Les casinos français déboutés de leur action contre les « cybercasinos »

Une centaine de casinos français, qui avaient cité quatre sites de jeu en ligne pour « concurrence illégale » devant le tribunal correctionnel de Paris, ont été déboutés mercredi pour « absence de préjudice direct » par la 11e chambre.

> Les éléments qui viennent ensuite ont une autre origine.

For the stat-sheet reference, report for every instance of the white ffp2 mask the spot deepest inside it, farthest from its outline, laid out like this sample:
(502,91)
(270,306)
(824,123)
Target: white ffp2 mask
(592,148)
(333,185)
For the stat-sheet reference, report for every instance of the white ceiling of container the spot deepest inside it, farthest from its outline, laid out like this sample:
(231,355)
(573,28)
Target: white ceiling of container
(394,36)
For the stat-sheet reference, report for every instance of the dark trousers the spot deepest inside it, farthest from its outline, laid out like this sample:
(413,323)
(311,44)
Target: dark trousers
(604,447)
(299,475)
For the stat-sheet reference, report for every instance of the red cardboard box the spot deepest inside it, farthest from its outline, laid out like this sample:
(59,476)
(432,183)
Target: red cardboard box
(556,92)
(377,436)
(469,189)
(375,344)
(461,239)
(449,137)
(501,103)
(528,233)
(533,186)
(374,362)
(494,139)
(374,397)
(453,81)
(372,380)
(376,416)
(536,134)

Les sociétés contrôlant les sites Bwin, Unibet, Sportingbet et 888 et quatre de leurs dirigeants avaient été cités par trois grands groupes (Barrière, Tranchant et Joagroupe) représentant 104 des 197 casinos français en « dur » et par le syndicat Casinos de France. Dans son jugement, la 11e chambre du tribunal correctionnel, présidée par Annie-Claude Selvi, a estimé irrecevables les constitutions de partie civile et débouté les plaignants pour « absence de préjudice direct ». Georges Tranchant, l’un des plaignants, créateur du groupe de casinos (16) éponyme, a annoncé à l’AFP son intention de faire appel. Me Olivier Gutkes, l’un des avocats de Bwin, a salué « un jugement en droit et un excellent jugement ». Trois grands groupes de casinotiers (Barrière, Tranchant et Joagroupe) représentant 104 des 197 casinos français en « dur » et le syndicat Casinos de France avaient mis en cause, lors des audiences des 8 et 9 février, l’activité de ces sites étrangers qui proposent illégalement machines à sous, black-jack, roulette ou poker en ligne à des dizaines de milliers de clients français. Ce jugement intervient à moins de deux mois de l’ouverture à la concurrence du marché français des jeux en ligne (paris hippiques et sportifs, poker). Le projet de loi a été adopté par le Parlement début avril, mais le PS a saisi mardi le Conseil constitutionnel qui dispose d’un mois pour se prononcer.